D. I Forgive Myself and Others Mantra.

This cleaning technique is a very simple mantra: Repeat silently to yourself: ‘I forgive myself’ again and again. Repeat the mantra to yourself out loud or silently and each time you say “I forgive myself”, visualize yourself releasing tension, stress and any pressure you feel. Allow yourself to become lighter and lighter with each repetition. You are allowing all accumulated baggage to drop away from you. 

You are directing your forgiveness to yourself and others knowing that, at any moment in time, each person is doing the best they can. If they could be more understanding, compassionate, loving, kind or skillful, they certainly would. 


D. Ho’oponopono.

This technique emphasizes the importance of getting off the track of repeatedly reiterating what you fear, are dissatisfied with or concerned about. In order to change your vibration, you substitute a positive mantra in the place of these fears.

This powerful clearing technique asserts that when you have judgments, irritation, fear, worry, concern, stress, anxiety – any imaginable unwanted emotion, ‘cleaning’ on it will heal it.

What is cleaning? In this case, Ho ‘oponopono is an ancient Hawaiian technique based in the understanding that the world you experience happens within you. If you see a problem or something you don’t like in the outside world, the place to address the problem is within you.

If you see somebody starving in Africa on the television, clean on it. If you see your least favorite political party win the election, clean on it. If you get fired (or are afraid you might be in the future), clean on it. If your mate is bothering you and you would like them to change, clean on it. If you’re feeling physically ill or worried about your health, clean on it. If you are in the middle of an argument that’s going nowhere yet getting more intense, clean on it. Even if you don’t subscribe to the belief that everything is connected, even if you don’t think you could possibly affect the rest of the world by changing your own thought process and vibration, it will most certainly affect the way you feel and that is, without a doubt, going to make a significant change in your life experience. How? Without getting into a philosophical argument about whether in fact it is possible that your thoughts and intentions can and do have a broader dimension out in the big, wide world, we’ll just focus here on how letting go of resistance affects you.

You can define resistance here as having a problem with what is happening in your life and mind right here and now. When you hold judgements about others and worry about the future, feel guilty about the past, are stressed about how things are going right now — you’re basically carrying a heavy burden. This psychological-emotional burden is added to your psyche like a pellet of lead. Depending on how many things you’re carrying, your load might be quite heavy. this is both literal and metaphorical. Carrying a heavy load by worrying and stressing about potentialities really weighs down your mood. It also stresses you out and that is shown to be one of the most deleterious denigrators of human health. Ho ‘oponopono can clean up your mind and life. Here’s how to do it:

When you feel out of alignment with inner peace in any way, or have a judgment about yourself or others, use this ancient Hawaiian to realign yourself.

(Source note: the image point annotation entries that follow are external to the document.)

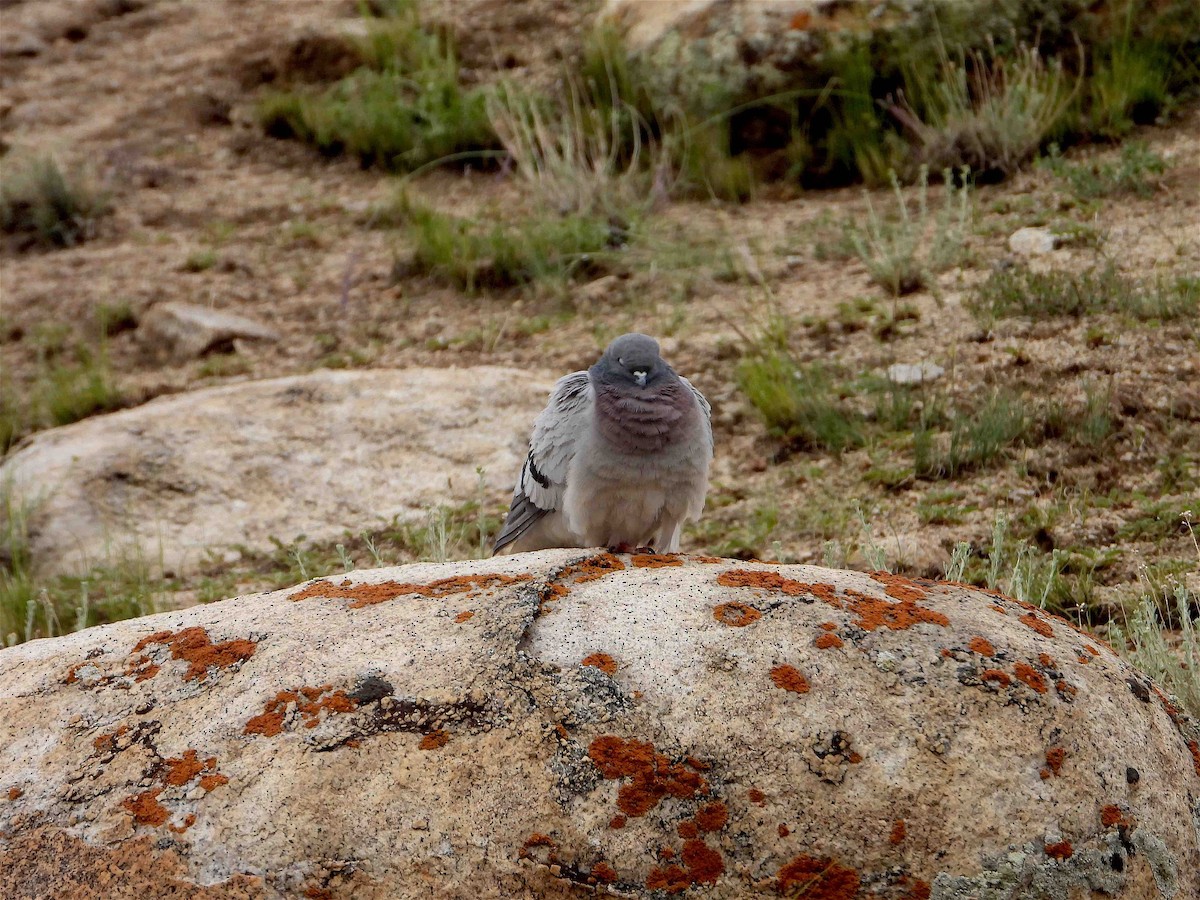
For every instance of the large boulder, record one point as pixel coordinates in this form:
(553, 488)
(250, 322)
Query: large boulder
(545, 725)
(239, 465)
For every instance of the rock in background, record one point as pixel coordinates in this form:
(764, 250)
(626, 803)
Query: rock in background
(550, 724)
(243, 463)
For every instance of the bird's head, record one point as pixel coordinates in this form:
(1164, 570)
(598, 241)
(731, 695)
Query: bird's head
(631, 360)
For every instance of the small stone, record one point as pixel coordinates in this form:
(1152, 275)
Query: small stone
(915, 373)
(185, 331)
(1032, 241)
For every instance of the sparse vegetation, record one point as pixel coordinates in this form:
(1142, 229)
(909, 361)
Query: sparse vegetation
(798, 402)
(1137, 171)
(988, 111)
(403, 109)
(543, 247)
(48, 204)
(71, 383)
(906, 252)
(1019, 291)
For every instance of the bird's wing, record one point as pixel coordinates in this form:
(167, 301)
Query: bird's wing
(706, 409)
(543, 479)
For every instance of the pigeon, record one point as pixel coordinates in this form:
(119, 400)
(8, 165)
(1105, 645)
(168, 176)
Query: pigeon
(618, 457)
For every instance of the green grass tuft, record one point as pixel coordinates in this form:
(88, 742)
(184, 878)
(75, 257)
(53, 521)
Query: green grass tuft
(475, 257)
(405, 109)
(53, 207)
(1019, 291)
(799, 403)
(1135, 172)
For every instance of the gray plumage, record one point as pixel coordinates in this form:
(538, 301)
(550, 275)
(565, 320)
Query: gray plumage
(618, 459)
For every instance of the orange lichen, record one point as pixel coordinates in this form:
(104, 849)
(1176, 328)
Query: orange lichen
(382, 592)
(214, 780)
(982, 646)
(817, 879)
(736, 615)
(1194, 749)
(655, 561)
(309, 703)
(653, 775)
(192, 646)
(775, 582)
(593, 568)
(995, 675)
(435, 739)
(603, 661)
(705, 864)
(145, 808)
(703, 867)
(539, 840)
(1111, 815)
(187, 823)
(712, 817)
(1055, 757)
(1039, 625)
(1062, 850)
(899, 587)
(790, 679)
(604, 873)
(106, 743)
(875, 613)
(1029, 675)
(183, 769)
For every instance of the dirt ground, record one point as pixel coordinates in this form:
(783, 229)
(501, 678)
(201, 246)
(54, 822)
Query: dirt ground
(159, 101)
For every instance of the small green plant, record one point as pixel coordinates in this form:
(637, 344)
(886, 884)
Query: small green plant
(66, 387)
(1019, 291)
(904, 253)
(1144, 642)
(1137, 171)
(976, 437)
(546, 246)
(987, 111)
(577, 156)
(201, 261)
(799, 403)
(119, 588)
(52, 205)
(1129, 84)
(402, 111)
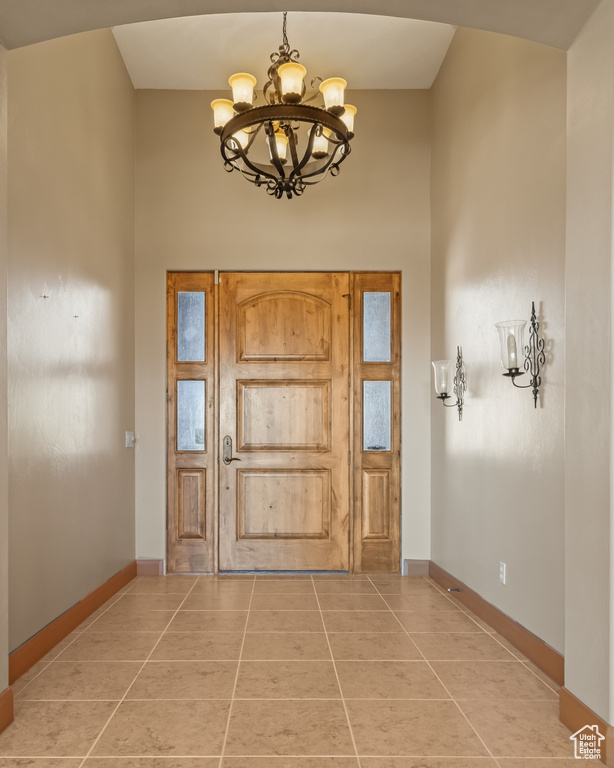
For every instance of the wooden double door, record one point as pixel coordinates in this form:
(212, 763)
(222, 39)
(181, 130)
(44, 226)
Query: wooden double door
(260, 415)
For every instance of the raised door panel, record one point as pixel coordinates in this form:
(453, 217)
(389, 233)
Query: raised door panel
(291, 415)
(284, 504)
(283, 326)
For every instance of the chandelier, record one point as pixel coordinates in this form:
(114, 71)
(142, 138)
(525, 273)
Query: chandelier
(286, 144)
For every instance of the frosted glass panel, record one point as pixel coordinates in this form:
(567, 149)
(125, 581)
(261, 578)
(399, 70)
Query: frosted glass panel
(190, 415)
(376, 327)
(376, 415)
(190, 326)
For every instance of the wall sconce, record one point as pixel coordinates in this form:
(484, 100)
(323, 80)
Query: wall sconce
(446, 379)
(511, 338)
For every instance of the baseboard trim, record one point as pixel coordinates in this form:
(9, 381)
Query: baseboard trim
(150, 567)
(546, 658)
(416, 567)
(574, 714)
(38, 646)
(6, 708)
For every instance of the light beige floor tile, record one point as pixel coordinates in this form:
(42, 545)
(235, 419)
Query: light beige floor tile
(156, 728)
(285, 621)
(185, 680)
(47, 728)
(39, 762)
(283, 577)
(152, 762)
(209, 621)
(437, 728)
(234, 578)
(552, 684)
(361, 621)
(215, 587)
(289, 762)
(175, 584)
(287, 680)
(405, 585)
(111, 646)
(338, 576)
(389, 680)
(61, 647)
(285, 645)
(284, 587)
(427, 762)
(527, 762)
(28, 676)
(82, 680)
(345, 587)
(432, 602)
(339, 602)
(231, 601)
(437, 621)
(198, 646)
(130, 602)
(373, 645)
(137, 621)
(288, 728)
(480, 622)
(491, 680)
(98, 613)
(277, 602)
(519, 728)
(462, 647)
(509, 646)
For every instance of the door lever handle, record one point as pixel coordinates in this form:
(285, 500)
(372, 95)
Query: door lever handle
(227, 456)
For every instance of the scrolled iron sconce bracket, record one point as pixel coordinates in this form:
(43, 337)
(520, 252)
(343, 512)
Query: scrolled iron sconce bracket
(459, 382)
(511, 338)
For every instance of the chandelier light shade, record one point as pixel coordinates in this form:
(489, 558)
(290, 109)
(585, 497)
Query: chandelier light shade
(285, 144)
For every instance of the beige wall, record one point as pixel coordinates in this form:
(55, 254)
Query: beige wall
(4, 520)
(589, 414)
(191, 215)
(498, 201)
(71, 238)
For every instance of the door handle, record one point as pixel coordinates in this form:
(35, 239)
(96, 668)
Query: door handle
(227, 456)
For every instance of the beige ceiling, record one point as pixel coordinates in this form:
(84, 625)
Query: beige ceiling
(200, 52)
(554, 22)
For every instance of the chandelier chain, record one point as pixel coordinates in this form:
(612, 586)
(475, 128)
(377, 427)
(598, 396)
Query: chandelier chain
(285, 31)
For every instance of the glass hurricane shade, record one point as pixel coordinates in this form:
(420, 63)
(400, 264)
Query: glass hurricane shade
(320, 144)
(242, 85)
(444, 376)
(223, 110)
(333, 91)
(281, 142)
(291, 75)
(242, 138)
(511, 340)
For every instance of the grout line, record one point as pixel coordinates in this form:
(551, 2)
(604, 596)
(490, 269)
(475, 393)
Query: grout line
(119, 703)
(234, 688)
(330, 650)
(456, 704)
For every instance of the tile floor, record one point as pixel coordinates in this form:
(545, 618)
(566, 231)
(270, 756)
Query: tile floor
(285, 672)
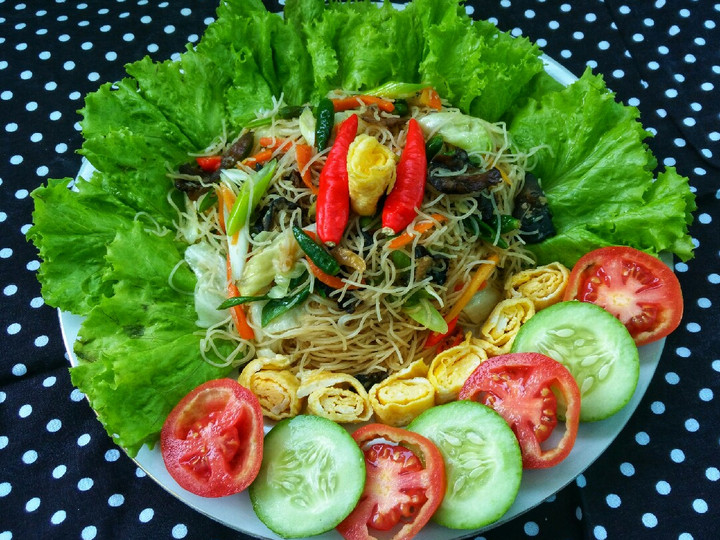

First, focus on whatever you’re judging or having a problem with.  Say to yourself: “I’m sorry, forgive me, thank you, I love you.” ‘I’m sorry’ and ‘forgive me’ is asking your Inner Presence to forgive the egoic (separate) self for thinking erroneous thoughts, which have caused your distress.

‘Thank you’ and ‘I love you’ offers love and gratitude to your Inner Presence. This will make you feel better and help you to let go of judgment. It reminds you that you’re responsible for any feelings you have about the particular circumstances. It also allows you to substitute a positive mantra for a negative complaint.

The energy you radiate out into the world is a result of the thoughts you cultivate. Whether you are judging yourself, a friend, or a world situation, your judgmental thoughts create an energetic vibration. Loving thoughts radiate love and are healing. Negative thoughts just aggravate the situation.